Peces, aves, mamíferos, etc. todos ellos mueren para ser parte de nuestra mesa. Ellos no mueren de viejos ni por acción de la naturaleza sino violentamente la mayoría de las veces. Un corte de cuello, desplumada, y agua caliente, pase uno, pase dos, y al final del día pasan mil pollos. Un shock eléctrico al cerebro,patas rígidas, deshollado, una cabeza por aquí, vísceras por allá. Asfixia, dos TM de atún, buques factorías, triturar, hervir, enlatados, aceite de oliva adicional, todo listo para consumir.

La muerte violenta se encuentra siempre presente en el origen de nuestra alimentación y lo aceptamos sin chistar. Lo hacemos sin tener claro el hecho de que nuestro cuerpo absorbe todo lo que le rodea: la luz, las malas pasadas, los temores y preocupaciones propias y de otros. Somos unas esponjas en constante entrenamiento que busca llegar a la perfección de una vida sin preocupaciones. Sin embargo, a pesar de que pocos logran tener una vida sin preocupaciones o al menos alivianar ese hecho, todo lo que nos sucede queda registrado en nuestro organismo. Nuestro patrón genético queda marcado por muchas cosas que nos sucedieron: penas, enfermedades, malos ratos, preocupaciones, etc; todo ello queda como una huella que nos pasará la factura en el futuro sino a nuestra próxima generación. Del mismo modo, también queda impregnado el dolor y sufrimiento de los animales de los cuales nos alimentamos. Dicen que el problema del cáncer esta relacionado con todo este argumento de la alimentación carnívora y tambíen con el origen de esta: Comemos sufrimiento y este pasa a nuestro cuerpo y se marca en nuestro código genético para ser postergado, como mencioné, en una próxima enfermedad sino a la siguiente generación.

Cosa distinta sucede con los vegetales que no poseen la compleja estructura de los animales con los que nos alimentamos. Los vegetales son ricos en minerales, especialmente en magnesio. Este último sirve como un gran regulador del organismo humano e incluso existen productos hechos a base de este elemento que son beneficiosos para la salud. Asimismo, una vez segados o cosechados, el proceso de descomposición de los vegetales no se asemeja en nada al de la carne. Pueden ser almacenados y no pasar nada malo con ellos en mucho tiempo.

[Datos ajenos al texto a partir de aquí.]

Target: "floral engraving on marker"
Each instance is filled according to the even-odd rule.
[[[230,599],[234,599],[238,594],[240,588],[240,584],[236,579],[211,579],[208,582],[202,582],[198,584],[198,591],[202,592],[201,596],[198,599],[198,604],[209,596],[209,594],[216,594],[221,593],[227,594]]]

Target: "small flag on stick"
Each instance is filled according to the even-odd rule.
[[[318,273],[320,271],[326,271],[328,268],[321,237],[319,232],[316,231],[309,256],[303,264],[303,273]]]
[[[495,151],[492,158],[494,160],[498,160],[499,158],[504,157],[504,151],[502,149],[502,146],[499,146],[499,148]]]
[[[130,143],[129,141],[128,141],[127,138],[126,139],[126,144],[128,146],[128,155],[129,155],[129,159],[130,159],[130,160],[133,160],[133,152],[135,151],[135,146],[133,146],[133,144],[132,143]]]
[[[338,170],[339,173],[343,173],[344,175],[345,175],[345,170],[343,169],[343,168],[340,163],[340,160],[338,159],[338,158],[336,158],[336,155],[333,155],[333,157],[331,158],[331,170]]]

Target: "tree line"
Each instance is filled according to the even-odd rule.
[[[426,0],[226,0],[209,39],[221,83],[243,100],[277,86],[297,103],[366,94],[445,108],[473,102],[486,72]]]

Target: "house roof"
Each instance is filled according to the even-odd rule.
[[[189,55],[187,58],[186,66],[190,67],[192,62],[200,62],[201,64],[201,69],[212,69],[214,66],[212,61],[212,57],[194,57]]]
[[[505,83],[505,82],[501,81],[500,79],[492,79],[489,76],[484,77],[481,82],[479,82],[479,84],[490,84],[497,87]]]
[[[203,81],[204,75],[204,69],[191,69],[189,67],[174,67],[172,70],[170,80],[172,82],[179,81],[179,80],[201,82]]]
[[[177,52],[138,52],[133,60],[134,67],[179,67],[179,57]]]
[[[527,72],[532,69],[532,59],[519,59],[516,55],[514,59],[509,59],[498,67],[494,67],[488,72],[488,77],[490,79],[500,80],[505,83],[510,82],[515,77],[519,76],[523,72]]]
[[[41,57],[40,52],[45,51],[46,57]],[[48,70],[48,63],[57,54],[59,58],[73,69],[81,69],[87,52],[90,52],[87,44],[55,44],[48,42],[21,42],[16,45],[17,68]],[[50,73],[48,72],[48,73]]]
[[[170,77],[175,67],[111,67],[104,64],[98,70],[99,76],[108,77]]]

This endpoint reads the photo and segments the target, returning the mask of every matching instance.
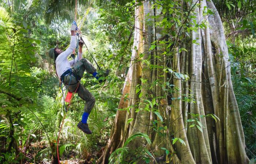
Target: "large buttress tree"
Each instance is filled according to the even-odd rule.
[[[222,24],[213,3],[163,1],[136,7],[120,110],[99,163],[108,163],[125,143],[170,159],[166,149],[173,163],[248,163]],[[138,133],[151,142],[137,137],[126,145]]]

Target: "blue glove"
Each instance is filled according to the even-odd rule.
[[[75,21],[74,21],[71,25],[71,31],[75,31],[77,30],[77,26]]]

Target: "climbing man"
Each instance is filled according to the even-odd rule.
[[[59,49],[57,46],[55,48],[49,50],[49,55],[53,59],[54,67],[58,77],[66,86],[68,91],[77,93],[78,96],[86,101],[84,108],[84,113],[81,121],[78,127],[86,134],[91,134],[92,132],[89,128],[87,120],[95,103],[95,98],[90,92],[79,83],[85,70],[91,74],[97,79],[100,77],[106,77],[108,74],[108,71],[102,75],[99,75],[96,69],[88,60],[82,58],[82,47],[84,43],[82,40],[79,42],[78,54],[74,60],[69,61],[67,57],[72,53],[76,47],[77,40],[76,30],[77,27],[75,23],[72,24],[71,28],[71,39],[69,47],[65,51]],[[71,66],[72,67],[71,68]],[[102,80],[99,80],[100,82]]]

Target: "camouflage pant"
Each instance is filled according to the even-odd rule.
[[[84,71],[88,73],[93,74],[96,72],[96,69],[93,65],[86,59],[81,59],[79,61],[74,63],[72,68],[72,71],[80,77],[82,77]],[[91,112],[95,103],[95,98],[91,93],[81,84],[76,83],[75,77],[73,75],[68,75],[64,77],[64,83],[70,92],[74,92],[78,88],[78,84],[80,86],[78,88],[76,93],[78,96],[83,100],[86,101],[84,105],[84,112],[89,114]],[[70,84],[69,85],[69,84]]]

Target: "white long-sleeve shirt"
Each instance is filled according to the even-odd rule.
[[[56,72],[59,79],[62,74],[68,69],[71,68],[71,66],[75,62],[82,59],[83,53],[78,52],[78,55],[75,59],[69,61],[67,58],[73,52],[76,47],[76,36],[72,36],[69,47],[64,51],[58,56],[55,60]]]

Otra cosa que no debe admitirse es la producción y consumo de vegetales u organismos genéticamente modificados o “transgénicos”. A lo mucho puede aceptarse su existencia para producir biodiesel y hasta ahí nomas tal y como sucede en el caso del maíz que se consume masivamente.

Modificar lo último que nos queda de alimentación natural implica una grave intromisión en el equilibrio ecológico de nuestra madre tierra. Alimentar al ser humano con elementos adicionales y extraños que le dan una falsa percepción de seguridad y evitan hechos naturales que deben suceder porque así debe ser, es soslayar la autorregulación de la naturaleza. Entrometernos a nivel genético con lo que nace de la tierra implica una sed de ganar dinero inmediatamente sin tener una visión a futuro de los profundos daños que una “buena intención” puede significar.

Esta reflexión nació de un plato de cerdo al horno que me sirvieron en mi casa. Recordé un día soleado cuando yo corría directo al camal en donde se escuchaban gritos y chillidos muy fuertes y desgarradores: Estaban matando un cerdo. Cinco soldados lo agarraban parado mientras uno de ellos tomaba impulso para clavarle la punta del cuchillo y todito el filo (del tamaño del brazo del verdugo) en su corazón. El cerdo siguió vivo casi 10 minutos más, y podía transmitirme su miedo, el temblor de sus patas, su respiración acelerada, su “llanto”; en suma, todo su sufrimiento. Sangraba profusamente hasta caer desmayado y morir. La tierra de color crema estaba manchada con grandes chorros de sangre que iban a ser secados por ese inclemente sol del norte como para olvidar todo lo que pasó ahí. Al otro lado, cinco sujetos, que sólo seguían órdenes, ya preparaban sus filosos cuchillos para destazar y entregar la cena al cocinero de la cafetería quien serviría una apetitosa chuleta de cerdo en la mesa de algún oficial del cuartel.